En estos días extraños en los que la calle es un horno, no hay más escapatoria mental que huir, de nuevo, hacia el Sur. Un Sur que no es el previsible. Un punto cardinal inverso y raro, donde todo es al revés, al contrario de cómo nos enseñaron en la escuela, donde las referencias habituales se dislocan, donde la noche es día y el día noche. Donde el cielo está extrañamente cruzado y el aire del Norte suele ser de calima selvática. Donde el viento meridional congela. Donde las estrellas están del revés. Y entre tanto desbarajuste (un orden imprevisible, en realidad) es, entre todos los lugares donde ha estado, donde el viajero mejor se encuentra.
A este territorio, en el que el viajero ha encontrado algunos de sus paraísos soñados, que son múltiples y únicos al mismo tiempo, subjetivos, sólo puede llegarse por el sonido. Siguiendo una senda de llantos ordenados, construidos en sostenido. Del bandoneón brota lento y fuerte el aire expandido, roto y cruel. Amable. Es la primera señal. Lo escuchas con los ojos cerrados y aparece el eco de los viejos tangos, la música agria, acanallada, que después se pervirtió en los bailes y salones de la clase media, tan burocrática, porteña y montevideana.
Tonadas con las que bailaron nuestros abuelos al otro lado del océano, con las que quizás se conocieron hasta nuestros padres, pero cuya génesis es la disonancia de los ruidos de los callejones, las avenidasde golpe a medio hacer, el campo que se transforma en ciudad, la deconstrucción maravillosa que implica que el tiempo fluye, acelerado sobre el mismo suelo de siempre.
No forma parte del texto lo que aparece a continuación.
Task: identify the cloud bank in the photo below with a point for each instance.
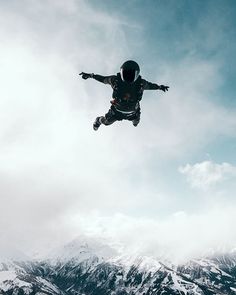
(55, 171)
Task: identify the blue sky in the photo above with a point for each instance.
(174, 172)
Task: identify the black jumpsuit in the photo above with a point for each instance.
(126, 98)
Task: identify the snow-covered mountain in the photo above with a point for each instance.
(91, 267)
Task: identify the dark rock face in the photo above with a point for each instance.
(94, 277)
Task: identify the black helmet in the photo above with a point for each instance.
(129, 71)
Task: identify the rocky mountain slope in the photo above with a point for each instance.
(85, 268)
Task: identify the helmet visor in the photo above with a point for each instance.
(129, 75)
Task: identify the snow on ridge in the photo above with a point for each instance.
(80, 249)
(9, 253)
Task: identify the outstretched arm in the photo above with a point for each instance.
(153, 86)
(102, 79)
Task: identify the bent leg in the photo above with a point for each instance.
(108, 119)
(136, 118)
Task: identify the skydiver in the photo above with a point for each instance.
(128, 87)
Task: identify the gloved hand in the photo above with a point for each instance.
(163, 88)
(86, 75)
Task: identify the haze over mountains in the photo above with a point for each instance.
(89, 266)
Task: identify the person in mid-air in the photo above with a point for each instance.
(128, 87)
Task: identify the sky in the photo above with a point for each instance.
(166, 187)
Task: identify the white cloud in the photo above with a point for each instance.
(205, 174)
(52, 164)
(177, 237)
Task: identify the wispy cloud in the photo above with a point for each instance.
(206, 174)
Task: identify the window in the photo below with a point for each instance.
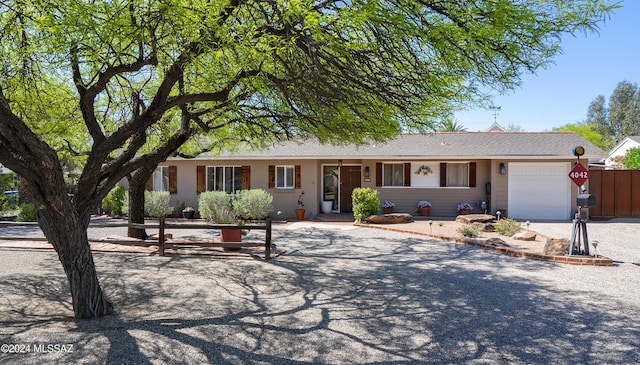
(285, 177)
(393, 174)
(224, 178)
(161, 179)
(457, 174)
(164, 178)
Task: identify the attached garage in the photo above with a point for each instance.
(539, 190)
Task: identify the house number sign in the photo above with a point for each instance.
(579, 174)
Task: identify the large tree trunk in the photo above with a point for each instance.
(73, 249)
(66, 230)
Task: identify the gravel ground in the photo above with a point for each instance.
(340, 295)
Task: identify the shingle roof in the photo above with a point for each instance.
(516, 145)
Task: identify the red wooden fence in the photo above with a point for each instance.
(617, 193)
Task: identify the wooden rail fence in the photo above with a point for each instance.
(162, 226)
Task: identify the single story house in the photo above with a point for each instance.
(617, 153)
(524, 175)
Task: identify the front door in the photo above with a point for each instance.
(349, 180)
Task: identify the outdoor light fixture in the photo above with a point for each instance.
(503, 168)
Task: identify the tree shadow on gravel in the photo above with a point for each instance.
(340, 297)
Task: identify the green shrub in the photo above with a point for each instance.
(216, 207)
(507, 227)
(27, 213)
(114, 201)
(156, 203)
(253, 204)
(469, 230)
(365, 203)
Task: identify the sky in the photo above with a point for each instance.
(590, 65)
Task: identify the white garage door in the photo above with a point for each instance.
(539, 190)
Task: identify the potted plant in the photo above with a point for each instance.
(464, 208)
(188, 212)
(424, 207)
(216, 206)
(300, 211)
(387, 207)
(253, 204)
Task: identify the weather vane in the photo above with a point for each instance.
(495, 109)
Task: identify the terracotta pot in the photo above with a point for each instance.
(188, 214)
(230, 235)
(425, 211)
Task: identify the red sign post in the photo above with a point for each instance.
(579, 174)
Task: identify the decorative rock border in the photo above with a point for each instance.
(572, 260)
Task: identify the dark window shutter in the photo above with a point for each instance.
(443, 174)
(245, 171)
(272, 176)
(201, 181)
(472, 174)
(173, 179)
(407, 174)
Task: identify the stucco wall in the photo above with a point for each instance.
(285, 200)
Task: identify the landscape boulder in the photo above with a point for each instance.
(390, 218)
(525, 236)
(485, 227)
(557, 246)
(496, 242)
(473, 218)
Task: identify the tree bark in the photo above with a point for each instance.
(69, 237)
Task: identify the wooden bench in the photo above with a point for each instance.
(162, 225)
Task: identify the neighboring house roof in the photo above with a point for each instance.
(621, 149)
(495, 127)
(447, 145)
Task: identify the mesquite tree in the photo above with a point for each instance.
(134, 80)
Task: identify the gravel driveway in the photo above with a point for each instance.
(341, 295)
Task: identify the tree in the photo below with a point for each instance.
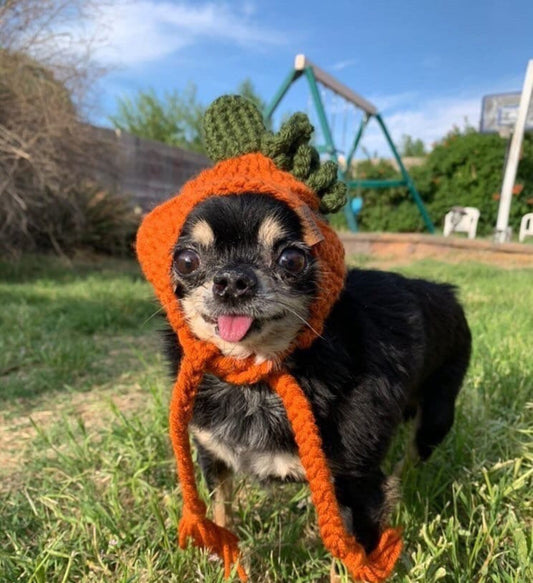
(175, 118)
(46, 151)
(411, 147)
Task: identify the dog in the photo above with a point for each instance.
(392, 349)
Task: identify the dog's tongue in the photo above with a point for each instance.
(233, 328)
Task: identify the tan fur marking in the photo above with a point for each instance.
(274, 338)
(269, 232)
(202, 233)
(222, 498)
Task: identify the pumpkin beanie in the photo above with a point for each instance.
(285, 166)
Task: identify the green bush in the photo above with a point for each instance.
(465, 169)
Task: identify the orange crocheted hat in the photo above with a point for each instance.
(250, 159)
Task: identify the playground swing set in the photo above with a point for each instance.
(319, 82)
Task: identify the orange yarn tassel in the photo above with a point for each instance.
(208, 535)
(194, 523)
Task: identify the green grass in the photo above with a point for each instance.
(88, 491)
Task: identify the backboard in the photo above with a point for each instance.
(499, 113)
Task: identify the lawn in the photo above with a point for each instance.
(87, 485)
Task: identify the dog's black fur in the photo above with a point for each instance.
(391, 348)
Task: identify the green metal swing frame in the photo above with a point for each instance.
(314, 75)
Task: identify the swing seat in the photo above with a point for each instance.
(526, 227)
(356, 204)
(461, 219)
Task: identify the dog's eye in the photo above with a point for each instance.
(186, 261)
(293, 260)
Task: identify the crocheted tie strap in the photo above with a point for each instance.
(380, 563)
(194, 523)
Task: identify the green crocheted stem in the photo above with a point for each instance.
(233, 126)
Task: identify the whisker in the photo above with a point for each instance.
(158, 311)
(294, 313)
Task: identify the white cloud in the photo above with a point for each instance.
(142, 31)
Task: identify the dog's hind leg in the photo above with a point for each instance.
(437, 405)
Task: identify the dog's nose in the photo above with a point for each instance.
(235, 283)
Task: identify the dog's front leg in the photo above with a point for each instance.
(219, 480)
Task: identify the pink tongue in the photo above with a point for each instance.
(233, 328)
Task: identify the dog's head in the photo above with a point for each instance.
(244, 275)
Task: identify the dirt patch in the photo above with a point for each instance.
(402, 248)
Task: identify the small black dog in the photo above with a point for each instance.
(392, 348)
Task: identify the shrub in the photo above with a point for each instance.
(46, 152)
(465, 169)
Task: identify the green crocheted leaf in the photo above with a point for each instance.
(233, 126)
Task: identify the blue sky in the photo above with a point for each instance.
(425, 64)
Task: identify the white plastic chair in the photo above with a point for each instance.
(461, 219)
(526, 227)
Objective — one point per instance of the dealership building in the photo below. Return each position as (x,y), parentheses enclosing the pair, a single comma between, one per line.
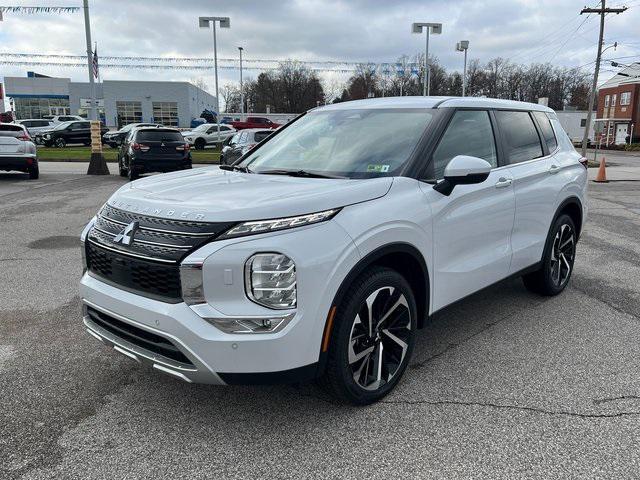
(119,101)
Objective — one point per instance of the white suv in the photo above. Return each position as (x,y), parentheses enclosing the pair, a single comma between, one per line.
(321,251)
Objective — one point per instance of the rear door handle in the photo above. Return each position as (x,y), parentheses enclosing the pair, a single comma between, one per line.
(503,182)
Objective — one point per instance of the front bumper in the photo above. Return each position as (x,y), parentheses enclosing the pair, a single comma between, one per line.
(21,162)
(216,357)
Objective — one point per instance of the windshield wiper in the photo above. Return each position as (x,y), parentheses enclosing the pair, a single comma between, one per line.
(235,168)
(298,173)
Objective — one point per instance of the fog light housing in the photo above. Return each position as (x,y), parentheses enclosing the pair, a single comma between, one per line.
(251,324)
(270,280)
(192,283)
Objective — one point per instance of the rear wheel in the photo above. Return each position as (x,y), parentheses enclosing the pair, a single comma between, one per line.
(557,261)
(372,337)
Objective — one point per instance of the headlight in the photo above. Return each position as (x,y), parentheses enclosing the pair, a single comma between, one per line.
(83,239)
(192,285)
(261,226)
(270,280)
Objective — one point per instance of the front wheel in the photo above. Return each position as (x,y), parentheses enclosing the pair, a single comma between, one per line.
(557,261)
(372,337)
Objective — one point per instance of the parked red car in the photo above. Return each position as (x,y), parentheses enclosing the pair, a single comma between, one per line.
(255,122)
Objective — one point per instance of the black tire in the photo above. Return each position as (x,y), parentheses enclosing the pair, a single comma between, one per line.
(34,172)
(121,169)
(347,378)
(557,261)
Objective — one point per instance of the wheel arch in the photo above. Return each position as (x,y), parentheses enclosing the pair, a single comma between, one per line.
(572,206)
(402,257)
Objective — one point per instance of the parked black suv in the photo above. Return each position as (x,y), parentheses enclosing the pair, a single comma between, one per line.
(153,149)
(115,139)
(67,132)
(241,143)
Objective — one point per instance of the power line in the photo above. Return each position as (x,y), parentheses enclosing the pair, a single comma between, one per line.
(602,11)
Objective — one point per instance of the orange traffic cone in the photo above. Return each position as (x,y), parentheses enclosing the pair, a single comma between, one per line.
(601,177)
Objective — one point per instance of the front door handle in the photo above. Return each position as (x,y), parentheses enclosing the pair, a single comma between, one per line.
(503,182)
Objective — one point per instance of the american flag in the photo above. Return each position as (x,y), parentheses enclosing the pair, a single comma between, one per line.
(95,62)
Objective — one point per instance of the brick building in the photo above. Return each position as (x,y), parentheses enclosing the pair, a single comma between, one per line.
(618,114)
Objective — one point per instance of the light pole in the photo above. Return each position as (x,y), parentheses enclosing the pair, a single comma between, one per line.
(463,46)
(436,29)
(93,114)
(241,89)
(225,22)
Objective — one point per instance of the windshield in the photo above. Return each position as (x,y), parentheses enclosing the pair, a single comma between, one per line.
(159,136)
(348,143)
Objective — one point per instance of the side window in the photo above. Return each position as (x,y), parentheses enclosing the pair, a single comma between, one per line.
(520,137)
(468,133)
(547,130)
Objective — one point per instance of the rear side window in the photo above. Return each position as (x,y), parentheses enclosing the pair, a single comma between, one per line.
(159,136)
(547,130)
(468,133)
(520,137)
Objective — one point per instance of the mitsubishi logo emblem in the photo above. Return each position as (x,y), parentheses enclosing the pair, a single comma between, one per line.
(125,237)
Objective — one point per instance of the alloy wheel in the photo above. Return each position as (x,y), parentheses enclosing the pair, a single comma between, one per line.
(379,338)
(562,255)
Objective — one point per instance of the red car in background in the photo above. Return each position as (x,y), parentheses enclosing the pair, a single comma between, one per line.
(255,122)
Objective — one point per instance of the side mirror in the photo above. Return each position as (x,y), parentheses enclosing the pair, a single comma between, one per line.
(463,170)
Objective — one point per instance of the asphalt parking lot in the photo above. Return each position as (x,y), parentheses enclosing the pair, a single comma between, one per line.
(503,384)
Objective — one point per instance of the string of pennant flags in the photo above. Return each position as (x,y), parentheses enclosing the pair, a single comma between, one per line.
(176,63)
(36,10)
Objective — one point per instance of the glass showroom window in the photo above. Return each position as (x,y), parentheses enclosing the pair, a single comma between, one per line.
(625,98)
(128,112)
(166,113)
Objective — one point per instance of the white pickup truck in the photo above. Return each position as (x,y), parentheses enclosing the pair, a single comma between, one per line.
(207,134)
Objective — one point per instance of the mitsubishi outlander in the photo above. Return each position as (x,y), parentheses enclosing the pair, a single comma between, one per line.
(320,252)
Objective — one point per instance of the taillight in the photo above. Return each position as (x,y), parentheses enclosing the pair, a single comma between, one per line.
(140,146)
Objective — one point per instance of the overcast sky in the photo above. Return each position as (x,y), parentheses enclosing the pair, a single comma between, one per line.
(523,31)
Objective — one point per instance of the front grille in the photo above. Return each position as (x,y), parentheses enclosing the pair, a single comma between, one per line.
(149,265)
(137,336)
(148,278)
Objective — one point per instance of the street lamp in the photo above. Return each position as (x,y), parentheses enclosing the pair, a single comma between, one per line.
(463,46)
(225,22)
(241,90)
(436,29)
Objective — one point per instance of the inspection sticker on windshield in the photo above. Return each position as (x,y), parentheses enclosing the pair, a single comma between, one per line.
(378,168)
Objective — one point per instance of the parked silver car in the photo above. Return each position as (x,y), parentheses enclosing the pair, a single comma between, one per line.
(17,150)
(35,125)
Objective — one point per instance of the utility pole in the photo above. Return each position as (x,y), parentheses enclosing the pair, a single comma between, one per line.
(602,11)
(241,89)
(93,114)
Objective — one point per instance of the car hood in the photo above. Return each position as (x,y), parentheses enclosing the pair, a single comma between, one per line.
(211,194)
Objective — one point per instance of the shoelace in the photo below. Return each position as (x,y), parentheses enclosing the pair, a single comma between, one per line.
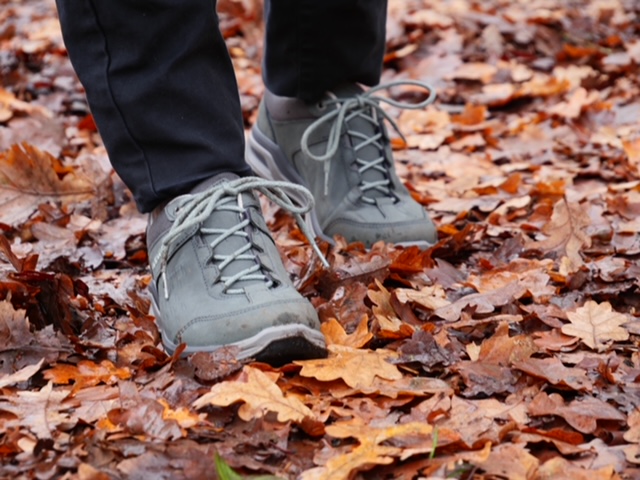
(228,196)
(359,105)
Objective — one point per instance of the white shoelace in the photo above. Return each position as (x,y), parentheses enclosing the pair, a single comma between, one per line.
(197,208)
(359,106)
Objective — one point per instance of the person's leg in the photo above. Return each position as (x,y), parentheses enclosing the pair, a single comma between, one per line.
(312,46)
(319,128)
(162,89)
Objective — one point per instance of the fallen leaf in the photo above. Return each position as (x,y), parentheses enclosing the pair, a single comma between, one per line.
(559,468)
(565,234)
(29,177)
(21,375)
(553,371)
(259,393)
(358,368)
(597,325)
(370,450)
(41,412)
(86,374)
(581,414)
(334,334)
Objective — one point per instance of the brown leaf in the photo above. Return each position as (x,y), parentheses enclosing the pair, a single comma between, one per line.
(482,302)
(559,468)
(553,371)
(358,368)
(86,374)
(510,461)
(565,234)
(334,334)
(29,177)
(370,450)
(580,414)
(259,394)
(41,412)
(597,325)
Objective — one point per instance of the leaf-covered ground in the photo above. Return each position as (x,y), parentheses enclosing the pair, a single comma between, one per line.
(509,350)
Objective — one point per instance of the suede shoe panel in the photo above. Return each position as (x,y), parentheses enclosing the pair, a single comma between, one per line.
(341,151)
(218,276)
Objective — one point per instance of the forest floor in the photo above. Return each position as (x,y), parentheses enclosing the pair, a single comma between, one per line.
(508,350)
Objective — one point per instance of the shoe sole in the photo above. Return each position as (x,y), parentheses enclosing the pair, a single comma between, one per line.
(274,345)
(268,161)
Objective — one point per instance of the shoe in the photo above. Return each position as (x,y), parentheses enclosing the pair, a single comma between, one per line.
(339,149)
(218,279)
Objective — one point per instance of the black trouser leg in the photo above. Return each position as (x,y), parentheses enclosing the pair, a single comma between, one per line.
(314,45)
(161,88)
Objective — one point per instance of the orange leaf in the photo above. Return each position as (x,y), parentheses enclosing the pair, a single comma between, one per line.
(334,334)
(565,234)
(370,451)
(86,374)
(260,395)
(596,325)
(358,368)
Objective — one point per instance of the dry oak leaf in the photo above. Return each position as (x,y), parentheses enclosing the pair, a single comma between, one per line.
(10,104)
(21,375)
(358,368)
(482,302)
(86,374)
(559,468)
(554,371)
(183,416)
(334,334)
(384,311)
(430,297)
(370,452)
(565,234)
(581,414)
(29,177)
(260,395)
(633,434)
(39,411)
(512,461)
(597,325)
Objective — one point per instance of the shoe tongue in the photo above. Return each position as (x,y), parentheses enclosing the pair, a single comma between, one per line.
(362,125)
(227,217)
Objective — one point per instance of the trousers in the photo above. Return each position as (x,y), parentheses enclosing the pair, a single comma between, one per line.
(162,90)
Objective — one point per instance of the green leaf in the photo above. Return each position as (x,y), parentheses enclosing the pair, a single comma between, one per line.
(225,472)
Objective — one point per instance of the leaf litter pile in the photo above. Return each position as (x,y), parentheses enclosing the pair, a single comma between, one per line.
(509,350)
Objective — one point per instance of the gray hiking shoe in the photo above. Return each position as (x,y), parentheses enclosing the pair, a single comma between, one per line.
(339,148)
(218,279)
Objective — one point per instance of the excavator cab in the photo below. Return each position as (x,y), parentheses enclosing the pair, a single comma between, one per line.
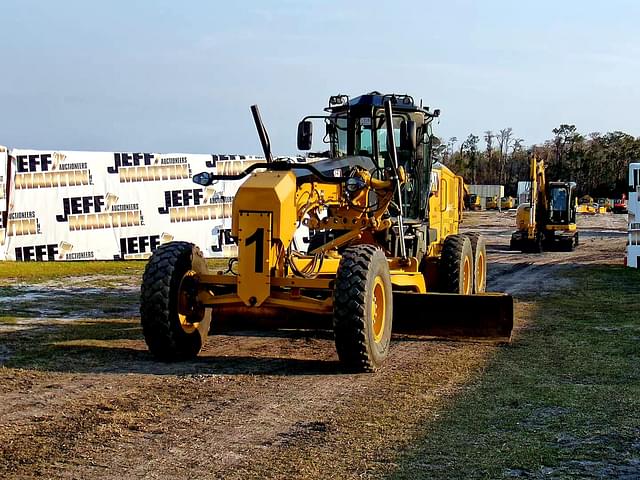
(562,203)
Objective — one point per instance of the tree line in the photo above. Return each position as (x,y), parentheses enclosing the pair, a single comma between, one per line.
(597,162)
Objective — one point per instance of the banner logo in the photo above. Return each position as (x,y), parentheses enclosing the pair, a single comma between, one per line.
(195,204)
(146,167)
(46,252)
(98,212)
(139,247)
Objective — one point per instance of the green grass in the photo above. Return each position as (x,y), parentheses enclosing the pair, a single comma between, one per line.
(561,401)
(42,271)
(35,272)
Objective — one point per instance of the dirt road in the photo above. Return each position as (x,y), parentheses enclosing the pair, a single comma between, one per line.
(80,397)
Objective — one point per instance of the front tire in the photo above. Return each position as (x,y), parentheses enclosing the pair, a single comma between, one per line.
(456,265)
(175,326)
(362,308)
(479,253)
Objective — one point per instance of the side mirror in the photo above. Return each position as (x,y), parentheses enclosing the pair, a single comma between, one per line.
(408,135)
(305,135)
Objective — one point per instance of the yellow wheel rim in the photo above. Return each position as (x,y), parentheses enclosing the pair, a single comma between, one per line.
(378,309)
(466,276)
(480,273)
(186,308)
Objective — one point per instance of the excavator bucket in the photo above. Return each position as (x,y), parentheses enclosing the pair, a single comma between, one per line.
(485,316)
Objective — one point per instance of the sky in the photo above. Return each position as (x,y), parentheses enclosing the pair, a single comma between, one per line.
(180,76)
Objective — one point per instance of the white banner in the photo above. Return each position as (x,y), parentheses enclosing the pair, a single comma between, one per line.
(104,206)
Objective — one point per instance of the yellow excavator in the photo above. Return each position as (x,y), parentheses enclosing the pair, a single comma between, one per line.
(383,238)
(548,220)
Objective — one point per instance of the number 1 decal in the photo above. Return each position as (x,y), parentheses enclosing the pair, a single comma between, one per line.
(257,237)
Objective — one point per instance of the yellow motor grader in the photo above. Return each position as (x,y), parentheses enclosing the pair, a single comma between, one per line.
(383,238)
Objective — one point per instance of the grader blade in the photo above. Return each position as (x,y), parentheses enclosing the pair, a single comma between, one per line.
(486,316)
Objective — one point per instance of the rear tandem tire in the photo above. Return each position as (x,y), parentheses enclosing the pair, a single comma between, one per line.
(362,308)
(456,265)
(170,335)
(479,253)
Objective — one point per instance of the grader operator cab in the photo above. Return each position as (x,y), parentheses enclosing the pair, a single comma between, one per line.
(548,220)
(383,226)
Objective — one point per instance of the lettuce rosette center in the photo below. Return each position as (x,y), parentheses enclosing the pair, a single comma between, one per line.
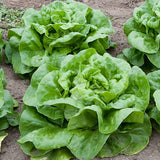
(83,106)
Lugares que son otra cosa ya, sin dejar de ser lo que siempre fueron.
El Sur que siempre es Norte. Un Sur extraño. Un lugar donde, dicen, el mundo se termina. Finis terrae. Donde Borges, ese argentino con alma de sajón (algo de británico, mucho de alemán, ciertas gotas de escandinavo) venía a decir , en ese maravilloso poema del Cuaderno de San Martín, algo hermoso de la muerte. Al evocar el último día de la existencia de Isidoro Acevedo, su abuelo, del que en realidad lo ignoraba casi todo, pero de cuya historia oficial, en cambio, sabía los nombres justos de lugar y las fechas, los fraudes de las palabras, conoce por primera vez de forma directa la vacía experiencia de la muerte, tan rotunda como una hermana, esa certeza que a los niños se les disfraza, qué curioso, de viaje inesperado.
“En metáfora de viaje me dijeron su muerte; no la creí. Yo era chico, yo no sabía entonces de la muerte, yo era inmortal; yo lo busqué durante muchos días por los cuartos sin luz”.
Buscar a alguien en una casa llena de cuartos vacíos, encender las luces, apagarlas, llamar a gritos, y en silencio, no hallar respuesta, darse cuenta de que nadie contesta, que nadie va a contestar, que es imposible que nadie conteste, ni ahora ni nunca. Y pensar en seco, de pronto, sin ira y sin rabia, que hoy quizás es uno mismo quien busca al otro, pero mañana, con total seguridad, de nada sirve jugar a dudarlo, el nombre de uno será el que se lance al aire en busca de una respuesta. Entonces, igual que sucede con los otros, lo mismo que ocurre siempre, sólo sonará el eco de la propia voz de quien llama, de quien se quedó varado en puerto hostil buscando al que partió, muy de mañana, en una vieja nave con las velas rotas.